Strict aid rules snare Škoda Auto

The Czech Republic’s biggest car maker and biggest exporter, Škoda Auto, has come under the scrutiny of European competition watchdogs in Brussels over suspected state support. News of the scrutiny was released by the deputy head of the Czech competition office. Checks are centred on state incentives for increased production of motors and gear boxes. Volkswagen-owned Škoda confirmed the probe but was unwilling to say what sums are at stake. European aid rules for the car sector are extremely tight due to over capacity in the sector.

Czech Airlines: on a windfall profit and a prayer

Czech Airlines grabbed the spotlight this week after the government threw it into a holding company created from the carrier and the company running Prague airport. The move gives the airline a stronger financial foundation amid reports that results are still lagging management expectations. The daily Dnes says the airline made a 125 million crown profit in the first nine months of the year but only thanks to a massive property sell off bringing in around 1.5 billion crowns. That means the carrier was still making a heavy operational loss.

Purchasing power dwindles as jobs market tightens

Photo: Barbora Kmentová
Czechs’ real purchasing power in 2009 fell to 70 percent of its level of a year earlier according to a survey of the impact of the recession released this week by the national statistical office. The biggest cause of tighter household budgets was unemployment with almost one person in 10 losing their jobs in companies employing more than 10 over the year.
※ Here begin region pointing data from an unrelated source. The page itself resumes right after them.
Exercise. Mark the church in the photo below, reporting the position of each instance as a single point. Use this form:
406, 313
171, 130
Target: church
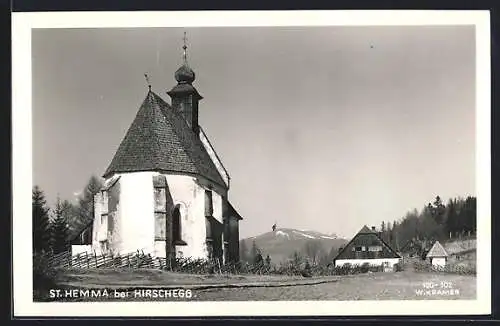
166, 190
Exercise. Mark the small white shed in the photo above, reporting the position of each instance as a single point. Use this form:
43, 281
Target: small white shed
437, 255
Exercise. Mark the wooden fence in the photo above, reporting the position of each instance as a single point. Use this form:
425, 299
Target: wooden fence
91, 260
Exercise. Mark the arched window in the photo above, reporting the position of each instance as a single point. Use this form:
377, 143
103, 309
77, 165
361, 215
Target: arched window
176, 224
177, 227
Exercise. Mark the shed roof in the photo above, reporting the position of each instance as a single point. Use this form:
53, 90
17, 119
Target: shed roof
437, 250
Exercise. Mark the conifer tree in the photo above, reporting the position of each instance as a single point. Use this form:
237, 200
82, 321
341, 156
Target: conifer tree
84, 213
41, 221
59, 227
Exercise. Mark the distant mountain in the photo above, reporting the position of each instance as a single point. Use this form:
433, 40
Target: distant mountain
282, 243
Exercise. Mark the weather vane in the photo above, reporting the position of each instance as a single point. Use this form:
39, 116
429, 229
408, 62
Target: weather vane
184, 47
147, 81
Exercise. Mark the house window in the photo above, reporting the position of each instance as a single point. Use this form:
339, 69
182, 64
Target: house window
375, 248
209, 210
176, 224
160, 226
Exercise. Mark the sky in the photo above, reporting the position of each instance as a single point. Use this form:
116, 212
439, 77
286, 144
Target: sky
320, 128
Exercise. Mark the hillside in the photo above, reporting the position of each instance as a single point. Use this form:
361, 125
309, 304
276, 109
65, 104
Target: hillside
282, 243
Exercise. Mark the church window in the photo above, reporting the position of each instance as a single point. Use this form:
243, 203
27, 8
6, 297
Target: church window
176, 224
208, 227
160, 206
209, 210
160, 226
160, 200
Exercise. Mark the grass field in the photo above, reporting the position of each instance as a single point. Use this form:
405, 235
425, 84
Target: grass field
407, 285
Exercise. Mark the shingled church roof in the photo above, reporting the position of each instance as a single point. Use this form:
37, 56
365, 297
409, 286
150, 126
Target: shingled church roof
160, 139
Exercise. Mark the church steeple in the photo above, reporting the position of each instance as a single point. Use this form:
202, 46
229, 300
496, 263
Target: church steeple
185, 97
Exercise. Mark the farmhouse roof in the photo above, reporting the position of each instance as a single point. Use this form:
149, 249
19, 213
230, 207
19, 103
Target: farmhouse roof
160, 139
437, 250
366, 238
The national number crunchers found that the lucky ones who found jobs last year were brought in at lower wages than those going out of the door. Wage savings there averaged around 5.0 percent.
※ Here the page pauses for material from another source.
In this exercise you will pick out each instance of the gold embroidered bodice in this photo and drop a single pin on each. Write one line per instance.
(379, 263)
State fuel firm seeks clearance to court refinery companies

State fuel oil, processing, storage, distribution and petrol station operator Čepro is seeking the go ahead to launch talks about its integration with a major refinery company. Čepro says feelers put out about the idea have been welcomed by three companies and it will seek the go ahead from its board to take talks further in the middle of December. The government will also have to okay any merger or share swop. One strategic question for the government will be whether some of the responsibility for storing strategic fuel oils such as petrol and aircraft fuel can be put in private hands. Czech refining company, Česká Rafinérská, is probably the front runner for a tie up with Čepro.